In 1981, Miró reached an agreement with the Palma City Council to transfer part of his work to create a Foundation on the island. The agreement would not be made public, however, until 1992, when the entity was formally created.

To celebrate the 25th anniversary, in 2017, the Fundació Pilar i Joan Miró organized the "Miró mai vist" exhibition, which would have 32,000 visitors during the six months it lasted. The Foundation also created a new logo and a new corporate brand, Fundació Miró Mallorca. In 2017, they had 57,640 visitors, 85% of whom were international.

==Buildings==
The Foundation is divided into three main areas:
- Moneo Building: a work by Rafael Moneo, created after the artist's death, with the purpose of being the Foundation's exhibition space.
- Sert Workshop: a building commissioned by Joan Miró from Josep Lluís Sert.
- Son Boter: typical Mallorcan house from the 18th century acquired by Miró in 1959 with the purpose of being the studio where he would work on his largest artworks.

==Collection==
The Foundation's collection was created with an offer by the artist, made on March 7, 1981, who donated both the buildings and a series of paintings, drawings, sculptures and graphic works, and also an important documentary fund. The purpose of the donation was to offer an area of 4,000 m² of land, consisting of the Son Abrines estate and the graphic workshop of Son Boter, to turn them both into a center for cultural activities after his death.

The collection of the Foundation consists of several artworks by Miró: 118 paintings on canvas, 275 works of mixed media, 1512 drawings and 35 sculptures. There are also more than 700 pieces of graphic art.

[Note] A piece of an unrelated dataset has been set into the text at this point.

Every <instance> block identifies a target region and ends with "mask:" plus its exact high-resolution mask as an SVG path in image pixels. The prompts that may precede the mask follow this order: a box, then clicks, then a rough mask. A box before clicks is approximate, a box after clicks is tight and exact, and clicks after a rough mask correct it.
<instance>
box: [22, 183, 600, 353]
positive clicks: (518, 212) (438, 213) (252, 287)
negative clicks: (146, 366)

These artworks were created between 1908 and 1981, although the great majority of them are from the 1960s or later. This donation to the Palma City Council wasn't made public until 1992.

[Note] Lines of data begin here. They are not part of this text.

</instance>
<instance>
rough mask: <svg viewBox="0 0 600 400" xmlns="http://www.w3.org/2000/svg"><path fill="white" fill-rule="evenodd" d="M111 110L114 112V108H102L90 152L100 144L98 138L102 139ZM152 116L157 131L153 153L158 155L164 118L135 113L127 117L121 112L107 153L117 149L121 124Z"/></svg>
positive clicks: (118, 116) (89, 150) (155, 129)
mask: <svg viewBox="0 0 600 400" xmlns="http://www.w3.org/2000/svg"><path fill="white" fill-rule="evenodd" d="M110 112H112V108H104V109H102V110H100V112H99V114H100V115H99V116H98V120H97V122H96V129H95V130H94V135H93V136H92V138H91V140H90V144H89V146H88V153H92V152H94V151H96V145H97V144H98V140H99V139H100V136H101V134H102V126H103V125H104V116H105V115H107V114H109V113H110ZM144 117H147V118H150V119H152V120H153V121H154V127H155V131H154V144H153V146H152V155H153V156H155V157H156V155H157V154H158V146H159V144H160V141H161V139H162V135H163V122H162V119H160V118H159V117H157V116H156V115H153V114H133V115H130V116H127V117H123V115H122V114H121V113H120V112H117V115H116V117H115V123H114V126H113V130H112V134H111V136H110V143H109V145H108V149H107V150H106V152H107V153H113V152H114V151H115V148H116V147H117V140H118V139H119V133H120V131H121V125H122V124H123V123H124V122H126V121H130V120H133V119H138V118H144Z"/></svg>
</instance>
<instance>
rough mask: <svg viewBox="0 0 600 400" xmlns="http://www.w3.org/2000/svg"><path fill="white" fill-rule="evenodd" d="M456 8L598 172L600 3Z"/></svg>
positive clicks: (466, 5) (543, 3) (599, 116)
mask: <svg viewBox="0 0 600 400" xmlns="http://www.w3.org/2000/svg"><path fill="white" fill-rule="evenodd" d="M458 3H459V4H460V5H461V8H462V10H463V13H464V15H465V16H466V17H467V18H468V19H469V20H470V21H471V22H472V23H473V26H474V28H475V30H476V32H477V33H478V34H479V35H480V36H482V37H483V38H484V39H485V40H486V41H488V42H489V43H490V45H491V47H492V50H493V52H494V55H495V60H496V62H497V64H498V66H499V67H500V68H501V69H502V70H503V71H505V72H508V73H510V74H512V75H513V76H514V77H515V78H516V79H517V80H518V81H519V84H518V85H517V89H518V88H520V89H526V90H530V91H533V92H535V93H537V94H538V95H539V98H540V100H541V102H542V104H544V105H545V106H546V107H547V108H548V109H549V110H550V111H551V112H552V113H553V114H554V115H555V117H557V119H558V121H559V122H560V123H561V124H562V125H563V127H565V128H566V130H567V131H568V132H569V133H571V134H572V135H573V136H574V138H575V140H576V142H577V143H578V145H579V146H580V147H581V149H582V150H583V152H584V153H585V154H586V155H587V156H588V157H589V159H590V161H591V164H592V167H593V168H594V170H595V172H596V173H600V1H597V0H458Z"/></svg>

The museum collection also includes works by other artists related to or friends of Joan Miró, including Marc Chagall, Eduardo Chillida, Antonio Saura, Antoni Tàpies and Wolf Vostell, among others.

==Documentary fund==
The Foundation has a documentary archive containing Miró's correspondence, a newspaper library, a collection of photographs, and books from the painter's personal library, among other content. There are around 800 letters, 5,000 documents in the newspaper library and some of the books from Miró's library.

==Library==
The Foundation has a library specialized in contemporary art and, above all, in the personality and everything related to Miró. It consists of more than 17,000 documents, and is in constant growth.